“Thanks.” I closed and locked the door after her, bewildered by her showing up. Eva and I talked during a lab—once—when we were both at college, but that was the extent of our limited association. As peer Mafia princesses, we’d always known of each other, but we were far from close.
“That’s my line to you,” she quipped, taking containers of soups and salads out of the bag she’d brought. I helped her, lining things up and wondering what Vik would like first. “Thank you, Irina.” Eva looked at me sincerely. “For helping me escape that day.”
I nodded.
“That took a lot of guts. Only a brave and intelligent woman would defy the orders of her father like that.”
“Thanks.”
She gave me a dry look. “Okay. That’s three times now. You can’t be that much of a ditz if Viktor wants you.”
I furrowed my brow, sitting since she did. Following others’ lead wasn’t my preference, but this was so weird that I was taking it all as it came. “So his type is ditzy women?”
She snorted a laugh. “No. Vik’s never had a type, but he can’t stand idiots in general.” She pointed a carrot stick at me. “So if he’s so smitten over you that he’s got Lev starting a mission to retrieve Igor Petrov’s son, you can’t be an idiot.”
“I feel like an idiot about him,” I admitted, feeling free to do something like girl talk with her.
“Why, because he was undercover and wasn’t upfront that he was a Baranov?”
That, and how quickly and thoroughly I’d fallen for him. Love made me vulnerable.
“I’ve been trying to figure out how that worked, anyway.” I frowned at my bowl of soup. “My guards never reacted to his being my professor.”
“They wouldn’t have.” Eva shrugged. “Viktor’s always been behind the scenes, managing the whorehouses for the family. He used to be a more active soldier when he was younger, but my uncle thought he had good management skills and put him in supervision in an area where weaker men often got distracted.”
I mulled over that for a moment, unsure about how to accept that.
“And this awkward quiet you’re giving me now means…?”
I searched for the right words. “Well, I was a virgin when I met him, and I can imagine all that he’s seen and done and…”

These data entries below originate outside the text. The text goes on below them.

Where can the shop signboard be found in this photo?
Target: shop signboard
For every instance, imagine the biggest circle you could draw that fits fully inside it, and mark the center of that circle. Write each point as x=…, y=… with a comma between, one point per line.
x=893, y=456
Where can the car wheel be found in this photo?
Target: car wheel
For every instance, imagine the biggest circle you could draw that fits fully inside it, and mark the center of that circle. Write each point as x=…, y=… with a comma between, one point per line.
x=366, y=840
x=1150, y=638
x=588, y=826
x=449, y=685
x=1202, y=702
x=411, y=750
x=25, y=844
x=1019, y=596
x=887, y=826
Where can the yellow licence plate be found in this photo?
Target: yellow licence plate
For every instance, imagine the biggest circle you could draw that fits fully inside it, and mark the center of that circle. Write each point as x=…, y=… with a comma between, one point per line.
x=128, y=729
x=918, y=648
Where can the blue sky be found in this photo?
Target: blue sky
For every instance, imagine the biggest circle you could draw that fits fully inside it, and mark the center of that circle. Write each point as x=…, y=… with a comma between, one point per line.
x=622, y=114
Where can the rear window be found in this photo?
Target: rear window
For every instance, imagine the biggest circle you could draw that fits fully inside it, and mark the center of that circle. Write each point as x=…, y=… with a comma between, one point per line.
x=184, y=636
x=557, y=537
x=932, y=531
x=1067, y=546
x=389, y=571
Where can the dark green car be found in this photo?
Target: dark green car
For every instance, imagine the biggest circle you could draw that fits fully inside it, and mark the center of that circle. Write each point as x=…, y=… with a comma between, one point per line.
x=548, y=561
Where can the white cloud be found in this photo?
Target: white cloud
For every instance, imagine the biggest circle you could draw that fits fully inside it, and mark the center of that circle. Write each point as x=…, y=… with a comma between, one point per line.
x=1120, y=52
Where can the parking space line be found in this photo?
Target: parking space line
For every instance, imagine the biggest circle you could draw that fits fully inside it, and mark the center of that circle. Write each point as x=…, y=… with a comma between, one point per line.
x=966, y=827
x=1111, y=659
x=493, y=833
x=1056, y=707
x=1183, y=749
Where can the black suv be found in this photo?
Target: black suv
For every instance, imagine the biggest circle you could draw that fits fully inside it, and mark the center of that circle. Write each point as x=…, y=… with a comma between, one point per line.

She smiled. “He supervised those places, Irina, not frequented them. I doubt you have worries there. If a man is willing to risk war for a woman, that’s saying something.” She resumed eating her lunch. “Viktor was also out of the country for a while, going off on a wild goose chase, so no one around here would’ve seen him out and about. Viktor just made the most sense to go undercover, and it worked well, since the Petrov and Ilyin guards didn’t react to his being on campus.”
“Do you miss it?” I asked her. “Going to school?”
She shrugged but ended that with a shake of her head. “No. I did, but Lev and I will get married this summer. And I hope we can start a family as soon as possible.”
“Lucky you.”
She raised her brows at me, and I regretted how snarky I sounded.
“Maybe you’ll beat us there.”
“Yeah, right.”
She set her fork down. “Do you doubt how serious Viktor is about you?”
“No. But I doubt your uncle will actually approve of any Baranov taking Maxim from my father.”
She opened and closed her mouth. “My uncle is a wise, careful, and considerate man.”
“For those in his family,” I corrected.
“True. And that includes Viktor. If Viktor insists on having you as his woman, then my uncle will need to appreciate that.”
“A marriage with an enemy?”
Her responding smile was slow but sure. “I think he might have opened his mind about how to perceive you when you helped me escape. Besides, it can happen. Maria, Oleg’s wife, was a former rival’s daughter. He only married her to thwart a bigger alliance. And they’re hardly together. She officially moved in with a retired soldier months ago.” She rolled her eyes. “She and Oleg are legally married but can’t stand each other, so they live apart.”